Modulo: Certamente un tema molto discusso, ma come è vissuto dall’architetto di oggi?

Riccardo Roda: Per le generazioni  passate l’edilizia sociale era un tema privilegiato, un impegno irrinunciabile, e non a caso gli esempi più famosi di periferie, anche in negativo, sono opera di maestri che troviamo nei manuali dell’architettura.
Oggi, visto che l’housing sociale è tornato di moda, progettare edilizia economica e popolare è un impegno saltuario, ma molto glamour. Il risultato è che l’housing sociale  viene ridotto a “concorso di bellezza”, la cosiddetta “qualità architettonica” riveste gli involucri esterni ed il gioco è fatto.
Su questo tema c’è un silenzio assordante: possibile che nessuno si alzi e dica che, eliminate le facciate, dentro gli edifici sono tutti uguali? Possibile essere costretti a progettare con standard vecchi più di 35 anni, e che a nessuno venga in mente di dire che effettivamente costruiamo case inadeguate, inutilmente costose e che non rispecchiano da tempo l’evoluzione dei bisogni abitativi degli italiani? Possibile che nessuno sappia cosa succede, per esempio in Francia o Germania?
Purtroppo è possibile: la materia è quasi del tutto sconosciuta sia  agli architetti che si cimentano con le “prove d’autore”, sia a quelli che organizzano concorsi, premi, eventi.
La causa è una sola : abbiamo sostituito l’etica con l’estetica. Poi non dobbiamo meravigliarci troppo dei risultati banali che si vedono in giro.


Modulo: Per quanto riguarda le generazioni passate, quali pensa siano stati i limiti?

Riccardo Roda: Il limite maggiore è stato quello di pensare che un buon disegno – urbanistico o architettonico – potesse riscattare da solo le periferie. Sfuggiva, come peraltro mi sembra continui a sfuggire ancora oggi, che concentrare  fasce sociali deboli in ambiti periferici, equivale a costruire delle gigantesche bombe sociali.
La segregazione ha portato a risultati negativi in tutta Europa. In Italia le cose sono state aggravate dalla carenza generale di opere pubbliche, per  cui i nuovi quartieri  regolarmente presentano aree in negativo costituite dai servizi, dai collegamenti, dalle scuole,etc..
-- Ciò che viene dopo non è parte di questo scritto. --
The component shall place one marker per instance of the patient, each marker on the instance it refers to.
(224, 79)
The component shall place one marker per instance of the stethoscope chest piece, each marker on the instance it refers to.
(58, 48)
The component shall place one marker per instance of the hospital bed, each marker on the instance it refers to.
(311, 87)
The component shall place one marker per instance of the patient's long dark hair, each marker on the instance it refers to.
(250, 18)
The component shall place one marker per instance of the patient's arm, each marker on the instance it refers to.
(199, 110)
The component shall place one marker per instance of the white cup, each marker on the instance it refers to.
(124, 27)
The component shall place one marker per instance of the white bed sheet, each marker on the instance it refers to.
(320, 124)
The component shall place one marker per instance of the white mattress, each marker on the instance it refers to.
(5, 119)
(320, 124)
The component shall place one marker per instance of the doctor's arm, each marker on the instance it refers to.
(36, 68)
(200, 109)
Se gli architetti del passato hanno commesso un peccato grave, va però detto che lo hanno compiuto in buona fede , pensando di contribuire al miglioramento delle classi sociali disagiate.
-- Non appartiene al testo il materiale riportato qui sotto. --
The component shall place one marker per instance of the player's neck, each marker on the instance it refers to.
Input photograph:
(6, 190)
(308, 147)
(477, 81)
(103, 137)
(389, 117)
Oggi questo problema non esiste proprio: si parla solo della qualità estetica degli involucri edilizi
L’insensibilità etica delle nuove generazioni credo sia un segnale negativo in senso assoluto, ben oltre i confini dell’housing sociale. Un vero peccato, perchè il mondo di oggi richiede apporti coraggiosi e generosi per trovare idee e risposte progettuali adeguate ai nuovi bisogni che la società esprime. L’housing sociale è uno di questi settori, ingessato, mal finanziato, con regole, norme e operatori obsoleti. Basterebbe poco per fare molto.